Please Click Here to find recent news, events and information from CUPE Ontario.

December 3 is the International Day of Persons with Disabilities, a day to renew our commitment to fighting for the rights, dignity and well-being of persons with disabilities.

This year, one of the focuses chosen by the United Nations is “Creating Enabling Work Environments.” The UN holds that the right to work is a fundamental human right and employers should undertake measures to identify and eliminate barriers to the employment, advancement and retention of persons with disabilities.

For more than 50 years, CUPE Ontario has been standing up for fairness and together, we have made important advances in accessibility and equality for workers with disabilities.

By bargaining strong language in our collective agreements, we help to make our workplaces more accessible. Through political action, we support laws that break down barriers throughout society.

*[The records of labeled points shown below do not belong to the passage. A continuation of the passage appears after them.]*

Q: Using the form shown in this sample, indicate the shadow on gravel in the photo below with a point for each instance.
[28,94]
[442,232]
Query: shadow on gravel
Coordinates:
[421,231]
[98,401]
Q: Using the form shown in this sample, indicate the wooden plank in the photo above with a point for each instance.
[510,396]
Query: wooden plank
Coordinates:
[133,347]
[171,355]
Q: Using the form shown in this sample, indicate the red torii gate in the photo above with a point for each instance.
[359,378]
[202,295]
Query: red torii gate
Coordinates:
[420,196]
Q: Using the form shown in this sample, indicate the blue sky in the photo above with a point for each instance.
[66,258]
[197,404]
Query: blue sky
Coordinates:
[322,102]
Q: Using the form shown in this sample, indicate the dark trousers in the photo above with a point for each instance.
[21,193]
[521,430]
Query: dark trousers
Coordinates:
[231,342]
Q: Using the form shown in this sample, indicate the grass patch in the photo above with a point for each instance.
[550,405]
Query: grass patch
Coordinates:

Despite the important advances we have made, the road to equality for persons with disabilities remains a long one.

Approximately 14 percent of people have some form of disability, according to Statistics Canada. Persons with disabilities face higher rates of unemployment and poverty. While there have been gains made in moving towards accessibility across the public sector, provincial government cuts to every ministry jeopardize this work. On this day, we must draw attention to who it is that will pay the price for the Liberal corporate tax cuts that are driving their agenda of service cuts.

In Ontario, we made an important step forward with the passing of the Accessibility for Ontarians with Disabilities Act (AODA) in 2004. Passing a law is just a first step, though. It is only a meaningful step if it is followed up with a campaign of public education and with enforcement of the law. Ontario has dragged its feet on these elements.

CUPE Ontario’s Workers with Disabilities Committee is monitoring progress on the law, and is also producing a resource binder for each local. This will contain a wealth of information from which we may all learn and help create more accessible, inclusive workplaces.

We also encourage locals to make it a priority to send workers with disabilities to CUPE Ontario conferences and to our Convention in May. Workers with disabilities face many barriers to employment and we need their knowledge, experience and voices to continue our fight for fairness, for equality, and for accessible and inclusive workplaces.